Greetings from St. Louis. I’m told there’s some kind of large arch somewhere, but it’s too rainy and misty to see anything outside. Good thing there’s great beer INSIDE. After a relatively uneventful drive into the “Show Me State” from the “Land of Lincoln.” and yes, I’m dictating this through voice recognition software so I could air quote those things, we arrived for our first appointment of the day at 4 Hands Brewing Company.

4 hands beers


The owner, Kevin Lemp, took me around the brewery. I got to check out their bottling line, and their massive upstairs area which will be used to do a lot of wine barrel-aging for beers.
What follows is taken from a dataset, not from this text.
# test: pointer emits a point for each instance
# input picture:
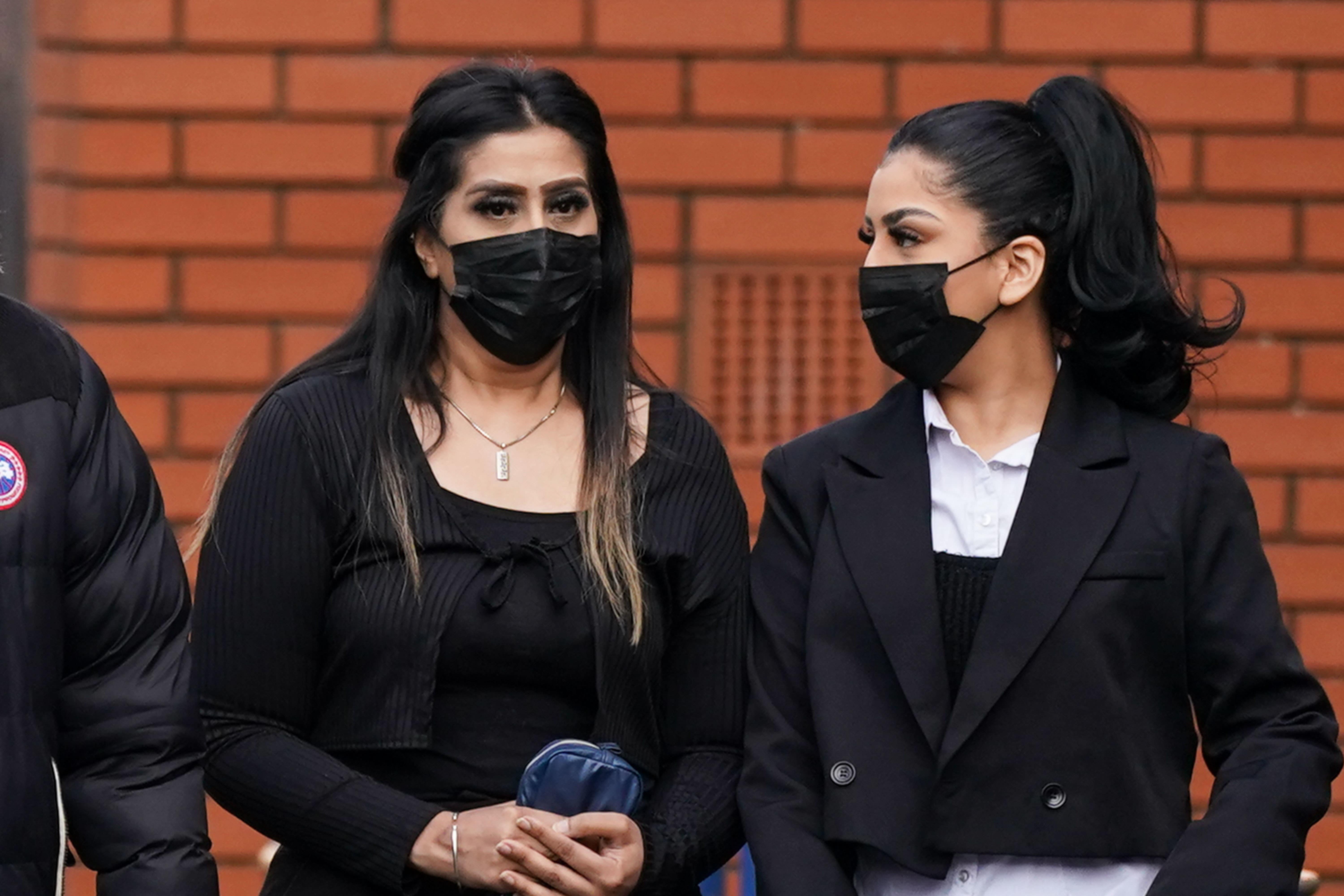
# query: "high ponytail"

Their tasting room is beyond beautiful, and it’s chock-full of reclaimed wood. One nice little touch are faux cattle skulls on the wall made out of bicycle parts. The beer at 4 hands is excellent. If you’re ever in St. Louis, I highly recommend you check them out.

From 4 Hands, I had a few hours to kill before my next appointment, which means there was plenty of time for a mandatory pit stop at Ted Drewes Frozen Custard, which sits along Historic Route 66, now known as Chippewa Street. They’re famous for their “concretes,” which is frozen custard with flavors mixed in, and they’re so thick that you can turn the cup over and it won’t spill. That little yellow cup of heaven at the top of the page holds a pumpkin pie concrete with chunks of pie crust mixed in. Sheer perfection.
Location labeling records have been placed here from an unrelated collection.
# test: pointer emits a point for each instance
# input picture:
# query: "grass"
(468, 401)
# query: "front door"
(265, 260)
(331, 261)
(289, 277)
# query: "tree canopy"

After a quick stop to check in at the hotel, the next stop on the itinerary was a meeting with Co-Founder and Brewmaster of Urban Chestnut Brewing Company, Florian Kuplent. Urban Chestnut has two locations, and our meeting today was at their newest outpost, in a neighborhood called “The Grove,” which is fitting for a brewery called Urban Chestnut. Their new location, which holds their main production facility and  a gigantic German-style beer hall with communal tables, is on Manchester Avenue, which is also a section of Historic Route 66.

After the tour of the facility, and the opportunity to sample some beers, the next stop was a visit to their original location on Washington Avenue. With main production going on at the new location, this spot is now home to a small-batch program, which allows Kuplent and company to research and develop new beers. This spot has a very nice outdoor biergarten, which played host to Barktoberfest tonight, but the weather was kind of nasty.

toasted ravioli

With beer-related business concluded for the day, the final order of business was a trip to St. Louis’ Italian enclave, The Hill, for a true taste of St. Louis: toasted ravioli. Legend says that Mickey Garagiola, brother of Cardinals great Joe Garagiola, was the lucky recipient of a wayward raviolo (yes, ravioli is plural) that found its way into the deep fryer at Oldani’s Restaurant, and the rest is history. Who knows if it’s true, and forget the fact that they’re fried and not toasted, they’re delicious. Today’s venue for toasted ravioli was Anthonino’s Taverna, which gained fame thanks to an appearance on Diners Drive-Ins and Dives.

More St. Louis fun tomorrow with stops at Schlafly, The Civil Life and Perennial Artisan Ales.